For Immediate Release
October 21, 2020
Nina Erlich-Williams, email@example.com
510-336-9566, C: 415-577-1153
Humboldt, Mendocino, and Sonoma Counties – Congressman John Garamendi recently publicly released a letter he submitted to the Federal Energy Regulatory Commission (FERC) that critiqued the process currently underway to evaluate options for future modifications to the structure and operations of the Potter Valley Project. The Two-Basin Partnership, comprised of California Trout, the County of Humboldt, the Mendocino County Inland Water & Power Commission, the Round Valley Indian Tribes, and Sonoma County Water Agency, releases the following statement in response to Rep. Garamendi’s letter.
“Discussions regarding the future of the Potter Valley Project started when PG&E, which currently owns the project, indicated that it did not plan to renew its license for the facilities when its current license expires in 2022. Had no one stepped forward after PG&E announced its intention to neither relicense nor sell the project, it is possible that FERC would have required PG&E to remove the Potter Valley Project’s facilities as part of the license surrender process. The Two-Basin Partnership was formed to study whether it would be possible to improve habitat for endangered fish in the Eel River basin while maintaining water diversions into the Russian River basin to support agricultural and residential users in Mendocino, Sonoma and Marin Counties.
“Our partnership is committed to each other and to working with all stakeholders, including Lake County. We recognize that Lake County has important interests at stake. It has been encouraging to see Lake County participate in Congressman Huffman’s Ad Hoc Committee and the FERC process. The partnership has been and will continue to meet with Lake County to develop solutions for addressing Lake County’s concerns. Moving forward, transparency and public participation are key.
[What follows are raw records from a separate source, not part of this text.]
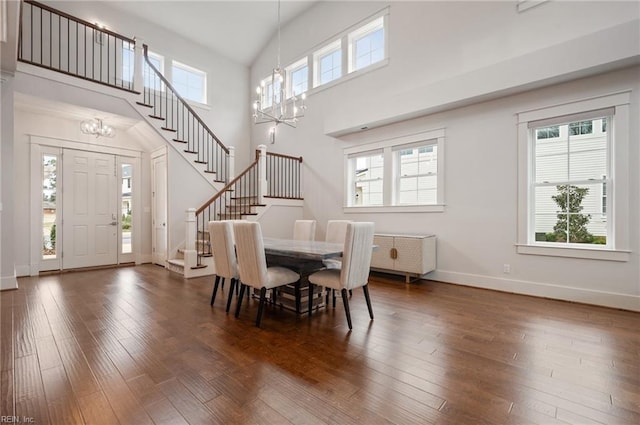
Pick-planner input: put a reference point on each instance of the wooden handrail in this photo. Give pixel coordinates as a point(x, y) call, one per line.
point(184, 102)
point(224, 189)
point(80, 21)
point(279, 155)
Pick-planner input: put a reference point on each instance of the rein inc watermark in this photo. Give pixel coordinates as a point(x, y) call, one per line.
point(17, 420)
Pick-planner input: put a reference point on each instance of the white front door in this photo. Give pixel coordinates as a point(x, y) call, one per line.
point(159, 237)
point(90, 205)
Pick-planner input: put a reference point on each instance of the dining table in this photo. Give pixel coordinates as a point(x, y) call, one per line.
point(304, 257)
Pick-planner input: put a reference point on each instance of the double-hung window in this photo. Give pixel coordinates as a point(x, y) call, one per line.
point(573, 179)
point(417, 173)
point(366, 45)
point(270, 91)
point(399, 174)
point(151, 79)
point(366, 174)
point(190, 83)
point(297, 78)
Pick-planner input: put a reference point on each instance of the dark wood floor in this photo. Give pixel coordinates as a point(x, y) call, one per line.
point(140, 346)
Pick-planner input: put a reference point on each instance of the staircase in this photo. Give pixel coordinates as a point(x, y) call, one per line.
point(243, 197)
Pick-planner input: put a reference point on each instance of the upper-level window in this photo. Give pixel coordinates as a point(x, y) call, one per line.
point(270, 91)
point(327, 63)
point(298, 78)
point(151, 80)
point(548, 132)
point(189, 82)
point(400, 172)
point(573, 184)
point(366, 45)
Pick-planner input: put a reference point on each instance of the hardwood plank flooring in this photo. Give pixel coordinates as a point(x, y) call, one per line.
point(139, 345)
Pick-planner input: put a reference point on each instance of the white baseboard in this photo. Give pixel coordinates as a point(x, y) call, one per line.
point(24, 270)
point(8, 282)
point(537, 289)
point(144, 259)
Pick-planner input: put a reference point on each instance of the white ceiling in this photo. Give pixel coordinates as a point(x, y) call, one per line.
point(237, 29)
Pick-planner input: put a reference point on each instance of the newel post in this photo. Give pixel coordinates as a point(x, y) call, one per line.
point(262, 173)
point(190, 225)
point(138, 56)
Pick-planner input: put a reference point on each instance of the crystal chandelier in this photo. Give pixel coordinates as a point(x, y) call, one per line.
point(271, 104)
point(97, 128)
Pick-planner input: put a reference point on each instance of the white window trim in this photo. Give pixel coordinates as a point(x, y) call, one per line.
point(176, 64)
point(370, 27)
point(528, 4)
point(334, 46)
point(618, 192)
point(387, 146)
point(289, 73)
point(396, 167)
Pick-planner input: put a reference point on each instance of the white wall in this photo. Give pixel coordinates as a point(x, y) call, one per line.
point(226, 114)
point(30, 123)
point(186, 189)
point(465, 66)
point(7, 232)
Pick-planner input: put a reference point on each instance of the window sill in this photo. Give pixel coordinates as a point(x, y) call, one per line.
point(395, 209)
point(586, 252)
point(350, 76)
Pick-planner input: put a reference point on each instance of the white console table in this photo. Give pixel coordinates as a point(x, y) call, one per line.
point(410, 255)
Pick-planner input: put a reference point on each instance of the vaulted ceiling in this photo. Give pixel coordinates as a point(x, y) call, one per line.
point(237, 29)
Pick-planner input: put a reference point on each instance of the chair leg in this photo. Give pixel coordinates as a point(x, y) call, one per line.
point(242, 289)
point(345, 301)
point(263, 296)
point(232, 286)
point(298, 295)
point(365, 288)
point(215, 289)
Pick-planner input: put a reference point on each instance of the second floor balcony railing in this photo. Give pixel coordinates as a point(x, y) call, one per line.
point(60, 42)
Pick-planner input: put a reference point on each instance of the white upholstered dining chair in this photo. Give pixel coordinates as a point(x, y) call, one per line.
point(304, 230)
point(252, 265)
point(224, 257)
point(356, 261)
point(336, 233)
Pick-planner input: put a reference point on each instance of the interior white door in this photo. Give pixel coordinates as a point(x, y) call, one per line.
point(90, 210)
point(159, 237)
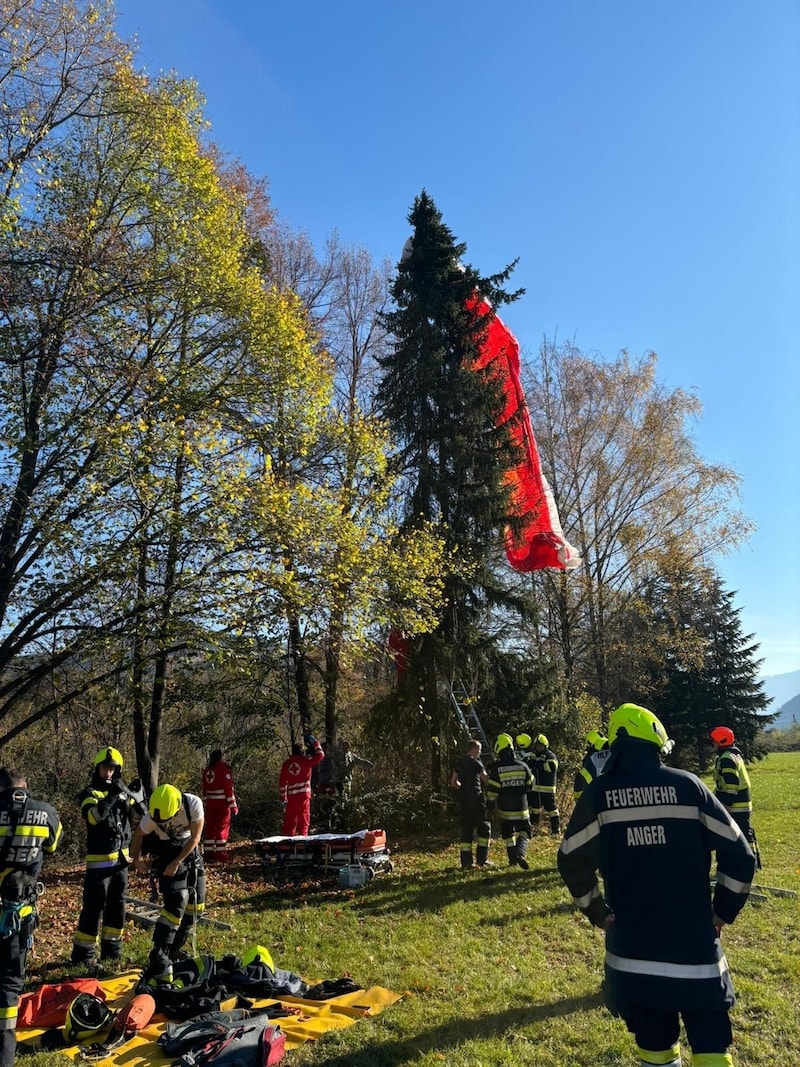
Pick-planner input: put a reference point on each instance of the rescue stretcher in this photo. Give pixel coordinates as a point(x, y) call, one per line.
point(326, 853)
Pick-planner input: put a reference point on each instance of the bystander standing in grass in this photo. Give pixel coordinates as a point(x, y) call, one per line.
point(468, 779)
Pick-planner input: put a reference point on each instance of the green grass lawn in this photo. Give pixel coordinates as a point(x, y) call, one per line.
point(497, 968)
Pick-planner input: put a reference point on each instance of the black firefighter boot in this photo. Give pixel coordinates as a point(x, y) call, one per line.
point(522, 850)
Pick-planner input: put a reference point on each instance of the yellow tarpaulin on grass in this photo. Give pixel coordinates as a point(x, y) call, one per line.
point(316, 1018)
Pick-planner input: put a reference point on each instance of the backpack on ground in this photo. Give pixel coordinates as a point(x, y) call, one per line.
point(259, 980)
point(237, 1038)
point(196, 988)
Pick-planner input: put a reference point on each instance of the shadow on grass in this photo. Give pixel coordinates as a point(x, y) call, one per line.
point(458, 1032)
point(392, 894)
point(436, 891)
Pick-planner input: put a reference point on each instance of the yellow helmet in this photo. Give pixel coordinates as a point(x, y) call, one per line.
point(109, 754)
point(164, 801)
point(257, 954)
point(630, 720)
point(596, 739)
point(504, 741)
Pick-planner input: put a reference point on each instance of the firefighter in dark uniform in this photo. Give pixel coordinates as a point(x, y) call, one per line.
point(508, 786)
point(174, 821)
point(28, 829)
point(651, 831)
point(107, 809)
point(731, 779)
point(468, 780)
point(593, 763)
point(544, 767)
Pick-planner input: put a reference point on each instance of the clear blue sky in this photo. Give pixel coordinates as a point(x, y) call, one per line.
point(641, 159)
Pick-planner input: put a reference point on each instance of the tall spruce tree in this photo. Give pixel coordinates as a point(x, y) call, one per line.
point(708, 674)
point(451, 451)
“The partnership is now commissioning additional studies to inform its application to FERC. One of these studies will look at the socioeconomic impacts that removing Scott Dam would have on Lake County. We are at the very early stages of this process, and everyone will have a chance to review the studies when they are complete and to contribute to these important discussions before any changes are made to the project.”